2. Take the following affirmative action in order to effectuate the purposes and policies of the Statute:
(a) Rescind the changes in dress codes for bargaining unit employees for times when they are on official time that was implemented without providing the Union with notice and an opportunity to bargain.
(b) Rescind the prohibition imposed upon Union insignia or logos.
(c) Post at its facilities in Savannah, Georgia, where bargaining unit employees
represented by the Union are located, copies of the attached Notice to be furnished by the Federal Labor Relations Authority. Upon receipt of such forms, they shall be signed by the Director, U.S. Customs and Border Protection, and shall be posted and maintained for 60 consecutive days thereafter. Reasonable steps shall be taken to ensure that such Notices are not altered, defaced, or covered by any other material.
(d) Disseminate a copy of the Notice signed by the above Director, through the Respondent’s email system to all bargaining unit employees in the Savannah, Georgia office.
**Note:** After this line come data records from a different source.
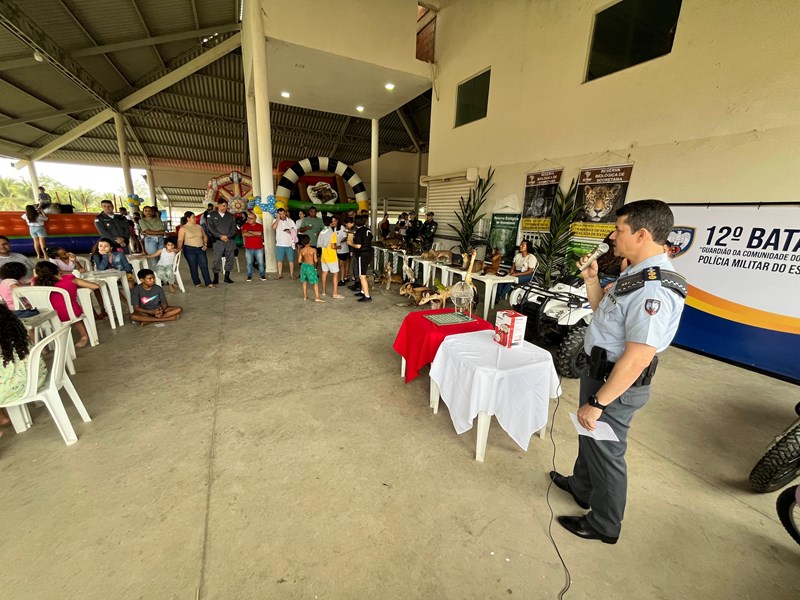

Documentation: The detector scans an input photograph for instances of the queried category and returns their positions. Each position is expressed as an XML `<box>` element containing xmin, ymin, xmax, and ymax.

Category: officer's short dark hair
<box><xmin>617</xmin><ymin>200</ymin><xmax>675</xmax><ymax>244</ymax></box>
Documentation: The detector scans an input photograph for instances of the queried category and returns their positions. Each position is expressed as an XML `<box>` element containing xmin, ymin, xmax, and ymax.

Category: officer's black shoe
<box><xmin>550</xmin><ymin>471</ymin><xmax>589</xmax><ymax>510</ymax></box>
<box><xmin>558</xmin><ymin>517</ymin><xmax>619</xmax><ymax>544</ymax></box>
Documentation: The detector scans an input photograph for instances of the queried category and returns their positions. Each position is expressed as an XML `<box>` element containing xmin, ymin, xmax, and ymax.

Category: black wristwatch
<box><xmin>589</xmin><ymin>394</ymin><xmax>606</xmax><ymax>410</ymax></box>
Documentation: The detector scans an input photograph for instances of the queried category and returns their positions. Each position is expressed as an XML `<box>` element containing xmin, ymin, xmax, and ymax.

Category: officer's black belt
<box><xmin>588</xmin><ymin>346</ymin><xmax>658</xmax><ymax>387</ymax></box>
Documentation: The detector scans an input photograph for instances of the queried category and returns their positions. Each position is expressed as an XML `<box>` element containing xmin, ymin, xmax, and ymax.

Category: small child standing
<box><xmin>317</xmin><ymin>216</ymin><xmax>344</xmax><ymax>300</ymax></box>
<box><xmin>146</xmin><ymin>240</ymin><xmax>178</xmax><ymax>292</ymax></box>
<box><xmin>131</xmin><ymin>269</ymin><xmax>183</xmax><ymax>326</ymax></box>
<box><xmin>297</xmin><ymin>234</ymin><xmax>325</xmax><ymax>302</ymax></box>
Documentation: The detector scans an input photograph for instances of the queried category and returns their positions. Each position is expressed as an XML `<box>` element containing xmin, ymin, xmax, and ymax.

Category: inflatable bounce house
<box><xmin>275</xmin><ymin>156</ymin><xmax>369</xmax><ymax>213</ymax></box>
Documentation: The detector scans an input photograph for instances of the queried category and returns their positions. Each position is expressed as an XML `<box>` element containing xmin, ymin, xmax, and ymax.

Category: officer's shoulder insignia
<box><xmin>644</xmin><ymin>298</ymin><xmax>661</xmax><ymax>317</ymax></box>
<box><xmin>614</xmin><ymin>267</ymin><xmax>689</xmax><ymax>298</ymax></box>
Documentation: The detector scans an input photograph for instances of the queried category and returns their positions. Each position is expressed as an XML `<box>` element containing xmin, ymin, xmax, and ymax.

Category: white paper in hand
<box><xmin>569</xmin><ymin>413</ymin><xmax>619</xmax><ymax>442</ymax></box>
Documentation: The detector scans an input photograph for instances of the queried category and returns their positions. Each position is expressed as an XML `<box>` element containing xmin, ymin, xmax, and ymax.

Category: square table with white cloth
<box><xmin>430</xmin><ymin>331</ymin><xmax>561</xmax><ymax>461</ymax></box>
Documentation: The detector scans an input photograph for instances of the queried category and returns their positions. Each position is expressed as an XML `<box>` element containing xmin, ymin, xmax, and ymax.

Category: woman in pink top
<box><xmin>31</xmin><ymin>261</ymin><xmax>99</xmax><ymax>348</ymax></box>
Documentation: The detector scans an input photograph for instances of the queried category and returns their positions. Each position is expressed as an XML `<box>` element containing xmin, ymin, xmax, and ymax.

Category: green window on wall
<box><xmin>456</xmin><ymin>69</ymin><xmax>492</xmax><ymax>127</ymax></box>
<box><xmin>586</xmin><ymin>0</ymin><xmax>681</xmax><ymax>81</ymax></box>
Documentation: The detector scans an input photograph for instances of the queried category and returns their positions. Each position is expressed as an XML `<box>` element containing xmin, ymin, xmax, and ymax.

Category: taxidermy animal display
<box><xmin>400</xmin><ymin>283</ymin><xmax>430</xmax><ymax>306</ymax></box>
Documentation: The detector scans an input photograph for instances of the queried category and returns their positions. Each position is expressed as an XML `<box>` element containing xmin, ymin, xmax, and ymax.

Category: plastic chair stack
<box><xmin>3</xmin><ymin>325</ymin><xmax>91</xmax><ymax>446</ymax></box>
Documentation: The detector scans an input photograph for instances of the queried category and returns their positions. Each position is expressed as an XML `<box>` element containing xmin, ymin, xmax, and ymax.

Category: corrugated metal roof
<box><xmin>0</xmin><ymin>0</ymin><xmax>428</xmax><ymax>178</ymax></box>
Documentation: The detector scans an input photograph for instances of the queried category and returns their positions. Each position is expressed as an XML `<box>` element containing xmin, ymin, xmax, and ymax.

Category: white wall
<box><xmin>429</xmin><ymin>0</ymin><xmax>800</xmax><ymax>210</ymax></box>
<box><xmin>262</xmin><ymin>0</ymin><xmax>427</xmax><ymax>74</ymax></box>
<box><xmin>351</xmin><ymin>152</ymin><xmax>428</xmax><ymax>204</ymax></box>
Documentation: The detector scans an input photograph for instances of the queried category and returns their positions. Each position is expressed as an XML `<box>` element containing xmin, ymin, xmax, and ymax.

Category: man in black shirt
<box><xmin>419</xmin><ymin>212</ymin><xmax>439</xmax><ymax>250</ymax></box>
<box><xmin>206</xmin><ymin>200</ymin><xmax>239</xmax><ymax>284</ymax></box>
<box><xmin>347</xmin><ymin>215</ymin><xmax>374</xmax><ymax>302</ymax></box>
<box><xmin>94</xmin><ymin>200</ymin><xmax>131</xmax><ymax>248</ymax></box>
<box><xmin>406</xmin><ymin>212</ymin><xmax>422</xmax><ymax>242</ymax></box>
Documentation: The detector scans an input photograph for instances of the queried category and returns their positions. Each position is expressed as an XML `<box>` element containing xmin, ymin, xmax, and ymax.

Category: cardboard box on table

This Notice will be sent out on the same day that the Notice is physically posted.
(e) Pursuant to § 2423.41(e) of the Authority’s Rules and Regulations, notify the
Regional Director, Atlanta Region, Federal Labor Relations Authority, in writing, within 30 days from the date of this Order, as to what steps have been taken to comply.
Issued, Washington, D.C., May 5, 2015
CHARLES R. CENTER
Chief Administrative Law Judge
NOTICE TO ALL EMPLOYEES
POSTED BY ORDER OF
THE FEDERAL LABOR RELATIONS AUTHORITY
The Federal Labor Relations Authority has found that the Department of Homeland Security, U.S. Customs and Border Protection, Washington, D.C. (Savannah, Georgia), violated the Federal Service Labor-Management Relations Statute (Statute), and has ordered us to post and abide by this Notice.
WE HEREBY NOTIFY OUR EMPLOYEES THAT:
WE WILL NOT implement changes in dress codes for bargaining unit employees for times when they are on official time without first notifying the National Treasury Employees Union (Union) the exclusive representative of a nationwide unit of employees, and providing the Union with an opportunity to bargain to the extent required by the Statute.
WE WILL NOT prohibit Union officers from wearing clothing with Union insignia or logos while on official time.
WE WILL NOT in any like or related manner, interfere with, restrain, or coerce bargaining unit employees in the exercise of their rights assured by the Statute.
WE WILL rescind the changes in dress code for bargaining unit employees for times when they are on official time that was implemented without providing the Union with notice and an opportunity to bargain.
WE WILL rescind the prohibition imposed upon Union insignia or logos.
Dated: ___________________ By:________________________________________________
This Notice must remain posted for 60 consecutive days from the date of posting and must not be altered, defaced, or covered by any other material.
If employees have any questions concerning this Notice or compliance with its provisions, they may communicate directly with the Regional Director, Atlanta Regional Office, Federal Labor Relations Authority, whose address is: 225 Peachtree Street, Suite 1950, Atlanta, GA 30303, and whose telephone number is: 404-331-5300.